Страница 2 из 62
На моем столе, справа, — крепко привинченный телеграфный ключ, слева — черный рупор громкоговорителя. Легкий нажим ключа, и рупор издает писк. Опытный, тренированный слух машинально улавливает буквы и цифры, а рука быстро записывает их.
Точка!.. Тире!.. Точка!.. Точка!..
Рука работает автоматически, а я напряженно думаю, что делать. «Проверять или не проверять?.. Наверняка снова будет конфликт!.. Нет, не буду. Пока не буду!.. Перетерплю». Точка… Тире… Точка… Точка…
Занятия кончились. Отвел отделение в палатку и остался стоять на линейке в трудном раздумье. Как ответить на выпад Богатенкова?.. Как поступать дальше? Это первый сигнал! И очень тревожный…
Вдруг за моей спиной послышались неуверенные шаги. Приблизились и замерли.
Я оглянулся:
— Что вам, Северцев?
— Хочу вас ориентировать…
— В чем, собственно? — Мне не понравились его улыбка и манера, с которой он говорил: тихий голос, быстро оглядывается по сторонам, словно боится, что подслушают.
— Ориентировать в обстановке! — тихо, но настойчиво сказал он.
— В какой обстановке?
— В том, что происходит в нашем отделении! Нехорошие настроения, товарищ командир!
Мне не хотелось его слушать, но отвязаться от него я тоже не мог.
— Какие там еще могут быть настроения? — резко ответил я, закуривая. — Вы что-то придумываете, Северцев.

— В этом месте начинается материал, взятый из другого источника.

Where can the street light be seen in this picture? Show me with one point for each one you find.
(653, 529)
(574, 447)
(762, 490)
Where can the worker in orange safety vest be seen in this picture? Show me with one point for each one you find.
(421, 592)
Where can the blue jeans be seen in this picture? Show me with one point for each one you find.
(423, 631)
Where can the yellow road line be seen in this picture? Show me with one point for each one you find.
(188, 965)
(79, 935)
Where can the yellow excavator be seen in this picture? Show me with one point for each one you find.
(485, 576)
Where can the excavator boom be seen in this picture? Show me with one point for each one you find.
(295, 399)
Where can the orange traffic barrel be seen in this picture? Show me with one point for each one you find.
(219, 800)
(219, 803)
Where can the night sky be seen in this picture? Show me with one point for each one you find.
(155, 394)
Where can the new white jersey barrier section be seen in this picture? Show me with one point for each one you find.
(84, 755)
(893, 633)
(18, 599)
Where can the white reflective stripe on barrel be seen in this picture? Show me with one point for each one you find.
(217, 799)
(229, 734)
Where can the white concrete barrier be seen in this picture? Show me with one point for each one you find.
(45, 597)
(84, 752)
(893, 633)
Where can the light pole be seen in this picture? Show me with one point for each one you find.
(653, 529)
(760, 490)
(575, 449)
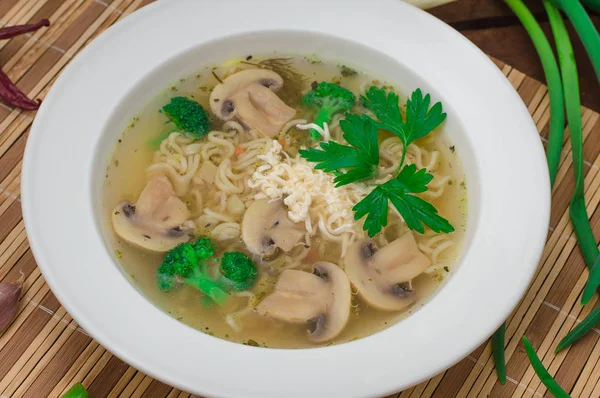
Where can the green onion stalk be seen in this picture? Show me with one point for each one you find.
(577, 209)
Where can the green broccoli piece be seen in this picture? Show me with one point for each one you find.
(239, 270)
(185, 263)
(188, 116)
(328, 99)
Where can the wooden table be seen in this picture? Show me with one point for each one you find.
(492, 26)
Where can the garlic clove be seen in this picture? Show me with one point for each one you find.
(10, 295)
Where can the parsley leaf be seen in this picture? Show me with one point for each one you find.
(350, 163)
(416, 212)
(419, 121)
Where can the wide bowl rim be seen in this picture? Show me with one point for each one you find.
(166, 369)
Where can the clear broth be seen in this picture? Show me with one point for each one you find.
(126, 177)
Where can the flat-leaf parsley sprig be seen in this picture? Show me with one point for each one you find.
(419, 121)
(359, 161)
(400, 191)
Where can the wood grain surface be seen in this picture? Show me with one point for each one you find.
(45, 351)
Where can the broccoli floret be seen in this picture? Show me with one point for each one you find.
(188, 116)
(328, 99)
(184, 263)
(239, 269)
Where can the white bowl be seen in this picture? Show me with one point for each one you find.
(89, 105)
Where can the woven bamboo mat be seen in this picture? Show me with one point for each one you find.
(45, 351)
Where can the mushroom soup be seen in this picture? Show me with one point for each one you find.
(271, 202)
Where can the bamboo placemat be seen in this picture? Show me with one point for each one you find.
(45, 351)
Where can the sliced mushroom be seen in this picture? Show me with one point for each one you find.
(266, 228)
(383, 276)
(156, 221)
(249, 96)
(321, 300)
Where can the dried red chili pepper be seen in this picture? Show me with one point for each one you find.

Он оскорбленно вскинул руку:
— Нехорошо, товарищ командир!.. Я же к вам с открытым сердцем!.. Просто хочу помочь разобраться… На вас очень бойцы обижаются… Некоторые! — добавил он.
Я усмехнулся:
— Богатенков?! Но все же наглядно видели, какой он работник.
Северцев взглянул на меня с сожалением:
— Не в этом дело, товарищ командир! Козлов считает его лучшим бойцом. На Доску почета вывесил. И вообще у нас Богатенкова не критикуют. О нем даже в дивизионной газете не раз писали.
Я только вздохнул.
— Теперь насчет Артамонова… — Он помолчал. — У него взыскание за опоздание в строй. И Козлов не считает его примерным.

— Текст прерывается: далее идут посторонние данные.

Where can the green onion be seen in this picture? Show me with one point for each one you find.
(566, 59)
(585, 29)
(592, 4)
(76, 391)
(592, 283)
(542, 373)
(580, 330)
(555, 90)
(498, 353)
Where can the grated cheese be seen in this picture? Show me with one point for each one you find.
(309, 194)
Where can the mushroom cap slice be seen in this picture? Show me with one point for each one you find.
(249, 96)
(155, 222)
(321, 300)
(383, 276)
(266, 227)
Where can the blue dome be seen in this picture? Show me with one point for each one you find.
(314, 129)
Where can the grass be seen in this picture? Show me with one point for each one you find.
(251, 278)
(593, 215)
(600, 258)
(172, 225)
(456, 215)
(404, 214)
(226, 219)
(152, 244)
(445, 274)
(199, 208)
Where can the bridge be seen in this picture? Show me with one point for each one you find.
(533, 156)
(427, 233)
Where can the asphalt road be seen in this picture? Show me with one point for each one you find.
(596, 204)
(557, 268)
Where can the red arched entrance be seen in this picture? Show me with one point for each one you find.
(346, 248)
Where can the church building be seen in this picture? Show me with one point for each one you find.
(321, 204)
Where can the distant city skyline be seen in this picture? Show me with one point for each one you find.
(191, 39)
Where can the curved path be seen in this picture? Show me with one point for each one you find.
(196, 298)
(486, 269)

— Дальше, — сказал я деревянным голосом, — что еще считает Козлов?
— Нельзя, товарищ командир, оставлять Степных за себя, — уже поучающе произнес Северцев. — Козлов всегда оставлял Киселева! А теперь вроде вы ему не доверяете.
— Так!.. Так!.. — проговорил я, чувствуя, как по спине ползет холодок. Следовало бы поблагодарить Северцева, но меня все больше раздражала ласковая улыбка, не сходившая с его лица.
Я ушел возбужденный и злой. О каких глупостях мне надо думать! И что за человек этот Козлов? Его глаза, наверное, видят только два цвета: черный и белый. Вот он так и делит всех людей. Если опоздал в строй — значит, во всем плох. А отметили его в газете — безудержно хвалит…
Я решил пойти в госпиталь. Навещу Козлова. Поговорю с ним откровенно, с глазу на глаз. Посмотрю, что за человек. Пусть расскажет, как работает. Может быть, я и не прав. Врезался с ходу в налаженную, устоявшуюся жизнь и навожу свои порядки…
В первый же выходной день отпросился у лейтенанта Корнева на несколько часов. Купил в лагерном магазине яблок, конфет и пошел в село, где на окраине, в небольшом, одноэтажном деревянном доме размещался лагерный госпиталь. Туда обычно помещали тех, кто простудился или получил легкую травму.
Еще у калитки я услышал, как за кустами лихо щелкают костяшки домино, — больные «забивали козла». Короткая тропинка привела к дому, на крыльце стояла молоденькая сестра в белом халате.
Пока я шел к ней по дорожке, она глядела на меня строгими серыми глазами.
— Вам кого, товарищ?
Я робко сказал:
— Сержанта Козлова.
Сестра пытливо взглянула на мои кульки:
— Консервы нельзя! Селедку нельзя! Колбасы тоже нельзя!
Четверо игравших сидели под кустом вокруг стола и не обращали на меня ни малейшего внимания. Плотный, с озорным лицом парень в сером больничном халате изо всех сил стукнул костяшкой по столу и прокричал: «А у меня „Марат“!» Это значило, что он выставляет две шестерки.
— Козлов! К тебе пришли!.. — сказала ему сестра.
Игра прервалась. Козлов с любопытством взглянул на меня, и на его широком лице появилось выражение крайнего неудовольствия.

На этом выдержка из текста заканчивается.